Little Big Man
- First edition cover
- Author: Thomas Berger
- Cover artist: Bernard Brussel-Smith
- Language: English
- Genre: Picaresque novel
- Publisher: Dial Press
- Publication date: October 9, 1964
- Publication place: United States
- Media type: Print (hardback)
- Pages: 440
- Preceded by: Reinhart in Love
- Followed by: Killing Time

= Little Big Man (novel) =

1964 novel by Thomas Berger

Little Big Man is a 1964 novel by American author Thomas Berger. Often described as a satire or parody of the western genre, the book is a modern example of picaresque fiction. Berger made use of a large volume of overlooked first-person primary materials, such as diaries, letters, and memoirs, to fashion a wide-ranging and entertaining tale that comments on alienation, identity, and perceptions of reality. Easily Berger's best known work, Little Big Man was made into a popular 1970 film by Arthur Penn. It has been called "Berger's response to the great American myth of the frontier, representing as it does most of the central traditions of American literature."

== Plot ==
The novel is structured as a recorded narrative of the purported exploits of 111-year-old Jack Crabb, a white male who was raised by the Cheyenne nation, as he describes his wanderings across the nineteenth-century American West to Ralph Fielding Snell, a somewhat gullible "Man of Letters." Though unknown to conventional history, Crabb has supposedly crossed paths with many of the West's notable figures, including Wild Bill Hickok, Wyatt Earp, Buffalo Bill, and George Armstrong Custer. At various times captured, rescued, escaped, and returned to or from both white and Native American societies of the time, Crabb also claims to be the "sole white survivor" of the Battle of the Little Bighorn.

==Major themes==
As Berger's protagonist ventures back and forth between the Plains Indians and the whites, he finds himself at home in neither culture. Similarly, as Jack's roles vary over the course of his wanderings, from Cheyenne warrior to Army scout to small-time huckster, etc., so does the style of the narrative, as Berger draws on the great variety of themes found in the Western genre.

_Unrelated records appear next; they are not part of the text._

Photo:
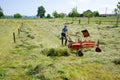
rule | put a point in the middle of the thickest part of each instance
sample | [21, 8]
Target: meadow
[39, 55]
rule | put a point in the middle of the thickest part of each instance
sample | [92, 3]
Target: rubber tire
[79, 53]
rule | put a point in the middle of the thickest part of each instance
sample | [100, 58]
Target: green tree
[55, 14]
[1, 13]
[17, 15]
[48, 16]
[96, 14]
[88, 14]
[74, 13]
[41, 12]
[117, 12]
[62, 15]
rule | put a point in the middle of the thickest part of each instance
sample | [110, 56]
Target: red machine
[79, 45]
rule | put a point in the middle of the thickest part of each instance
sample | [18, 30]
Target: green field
[39, 55]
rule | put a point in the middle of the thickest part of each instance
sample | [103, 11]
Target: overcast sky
[29, 7]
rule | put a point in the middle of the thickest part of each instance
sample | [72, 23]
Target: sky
[30, 7]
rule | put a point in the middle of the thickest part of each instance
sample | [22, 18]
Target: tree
[41, 12]
[96, 14]
[1, 13]
[55, 14]
[48, 16]
[117, 12]
[74, 13]
[88, 14]
[17, 15]
[62, 15]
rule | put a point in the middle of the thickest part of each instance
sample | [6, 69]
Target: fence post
[14, 37]
[18, 31]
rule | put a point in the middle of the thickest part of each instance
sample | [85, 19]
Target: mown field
[39, 55]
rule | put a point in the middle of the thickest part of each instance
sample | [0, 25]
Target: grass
[38, 54]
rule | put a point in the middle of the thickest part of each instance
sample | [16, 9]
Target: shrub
[117, 61]
[55, 52]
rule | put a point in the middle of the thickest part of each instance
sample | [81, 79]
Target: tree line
[73, 13]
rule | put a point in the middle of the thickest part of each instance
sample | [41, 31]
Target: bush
[117, 61]
[55, 52]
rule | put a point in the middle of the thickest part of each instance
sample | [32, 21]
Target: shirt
[64, 30]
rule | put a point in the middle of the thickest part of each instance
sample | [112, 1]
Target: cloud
[72, 3]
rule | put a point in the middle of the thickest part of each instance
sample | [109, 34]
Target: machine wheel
[79, 53]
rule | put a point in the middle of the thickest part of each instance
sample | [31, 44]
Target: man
[64, 35]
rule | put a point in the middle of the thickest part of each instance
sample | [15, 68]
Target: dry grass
[26, 59]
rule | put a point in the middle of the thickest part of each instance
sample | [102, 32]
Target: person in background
[64, 34]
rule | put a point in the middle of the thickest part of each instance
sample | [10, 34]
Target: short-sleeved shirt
[64, 30]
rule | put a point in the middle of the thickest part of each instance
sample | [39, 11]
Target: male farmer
[64, 35]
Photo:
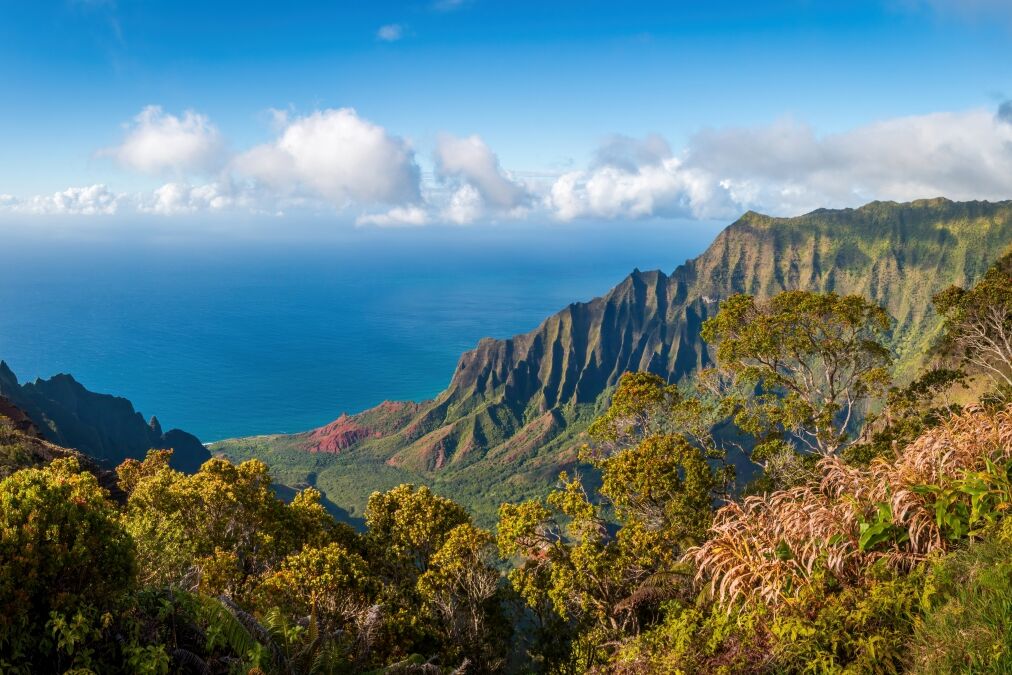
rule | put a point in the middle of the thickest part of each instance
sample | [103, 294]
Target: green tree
[800, 364]
[66, 568]
[461, 587]
[221, 528]
[581, 578]
[978, 328]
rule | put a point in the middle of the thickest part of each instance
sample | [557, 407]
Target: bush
[66, 565]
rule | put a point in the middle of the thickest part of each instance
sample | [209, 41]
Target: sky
[473, 112]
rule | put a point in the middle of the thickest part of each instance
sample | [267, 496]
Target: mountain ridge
[105, 427]
[511, 414]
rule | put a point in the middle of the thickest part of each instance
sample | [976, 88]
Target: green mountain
[102, 426]
[514, 409]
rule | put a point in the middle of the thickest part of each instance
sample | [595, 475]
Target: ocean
[229, 338]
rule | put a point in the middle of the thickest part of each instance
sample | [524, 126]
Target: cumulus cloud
[466, 205]
[785, 168]
[91, 200]
[158, 142]
[398, 217]
[637, 179]
[176, 198]
[391, 32]
[337, 156]
[471, 166]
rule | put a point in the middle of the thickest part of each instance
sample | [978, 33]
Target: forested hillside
[872, 547]
[515, 409]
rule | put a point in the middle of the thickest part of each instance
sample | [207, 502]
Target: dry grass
[764, 549]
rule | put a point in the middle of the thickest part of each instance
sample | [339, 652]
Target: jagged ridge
[513, 407]
[102, 426]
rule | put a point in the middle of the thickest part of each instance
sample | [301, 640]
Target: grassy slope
[515, 408]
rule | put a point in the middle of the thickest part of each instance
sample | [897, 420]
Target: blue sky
[472, 111]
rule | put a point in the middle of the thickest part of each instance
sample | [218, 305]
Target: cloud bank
[337, 156]
[334, 161]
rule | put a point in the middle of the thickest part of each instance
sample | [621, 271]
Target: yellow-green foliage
[967, 627]
[66, 564]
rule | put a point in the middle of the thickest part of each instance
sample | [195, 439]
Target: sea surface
[227, 338]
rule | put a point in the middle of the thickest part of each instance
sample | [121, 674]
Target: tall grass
[764, 549]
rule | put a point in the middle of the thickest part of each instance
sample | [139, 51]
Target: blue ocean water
[225, 338]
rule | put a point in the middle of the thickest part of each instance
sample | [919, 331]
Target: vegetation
[874, 550]
[515, 409]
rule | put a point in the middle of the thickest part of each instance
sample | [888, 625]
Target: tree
[978, 328]
[461, 586]
[799, 364]
[66, 567]
[584, 580]
[408, 525]
[221, 528]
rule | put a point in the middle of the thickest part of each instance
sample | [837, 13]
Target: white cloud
[391, 32]
[176, 198]
[471, 161]
[785, 168]
[337, 156]
[91, 200]
[397, 217]
[466, 205]
[158, 143]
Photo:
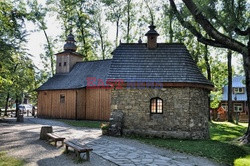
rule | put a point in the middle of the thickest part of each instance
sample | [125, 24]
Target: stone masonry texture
[185, 112]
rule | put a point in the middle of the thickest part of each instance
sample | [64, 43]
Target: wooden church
[157, 86]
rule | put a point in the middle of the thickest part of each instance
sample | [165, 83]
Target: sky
[36, 39]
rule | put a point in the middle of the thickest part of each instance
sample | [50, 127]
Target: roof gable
[77, 77]
[167, 63]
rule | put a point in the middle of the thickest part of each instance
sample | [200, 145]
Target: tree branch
[193, 30]
[242, 33]
[212, 32]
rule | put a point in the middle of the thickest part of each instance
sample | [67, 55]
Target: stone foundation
[185, 112]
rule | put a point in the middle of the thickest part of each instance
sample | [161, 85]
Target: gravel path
[22, 140]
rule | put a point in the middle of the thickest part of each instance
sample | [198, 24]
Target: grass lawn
[83, 123]
[6, 160]
[222, 147]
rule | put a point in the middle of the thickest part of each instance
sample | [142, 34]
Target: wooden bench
[54, 138]
[78, 148]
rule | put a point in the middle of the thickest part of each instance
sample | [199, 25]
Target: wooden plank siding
[90, 104]
[81, 104]
[98, 102]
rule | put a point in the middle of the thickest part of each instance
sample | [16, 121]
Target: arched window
[156, 105]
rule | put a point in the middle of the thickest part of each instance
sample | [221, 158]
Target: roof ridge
[95, 60]
[146, 43]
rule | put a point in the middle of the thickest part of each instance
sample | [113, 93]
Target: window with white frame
[238, 90]
[238, 107]
[224, 105]
[156, 105]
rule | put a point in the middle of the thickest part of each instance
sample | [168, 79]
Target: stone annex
[156, 87]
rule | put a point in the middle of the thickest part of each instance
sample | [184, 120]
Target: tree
[114, 14]
[219, 39]
[37, 15]
[100, 30]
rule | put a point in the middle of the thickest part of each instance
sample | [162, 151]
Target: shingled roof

==Literary significance and reception==
Although the novel made it from hardback to paperback publication, sales were modest. Earning no serious critical attention at first, Little Big Man stayed on the literary scene through word-of-mouth.

==Awards and nominations==
In 1965, Berger received a Richard and Hinda Rosenthal Award, National Institute of Arts and Letters, and a Western Heritage Award, for Little Big Man.

== Adaptations ==
Actor Marlon Brando owned the film rights to the book for several years, but was unable to secure backing. The project went to Arthur Penn, who directed Little Big Man from a screenplay adapted by Calder Willingham. It was released in 1970, and starred Dustin Hoffman, Faye Dunaway, and Chief Dan George.

== Sequel ==
In 1999 Berger's The Return of Little Big Man was published, continuing the story of Jack Crabb. In it Crabb recounts his recollections of the killing of Wild Bill Hickok, the Gunfight at the OK Corral, the killing of Sitting Bull, Buffalo Bill's Wild West Show, and the Columbian Exposition.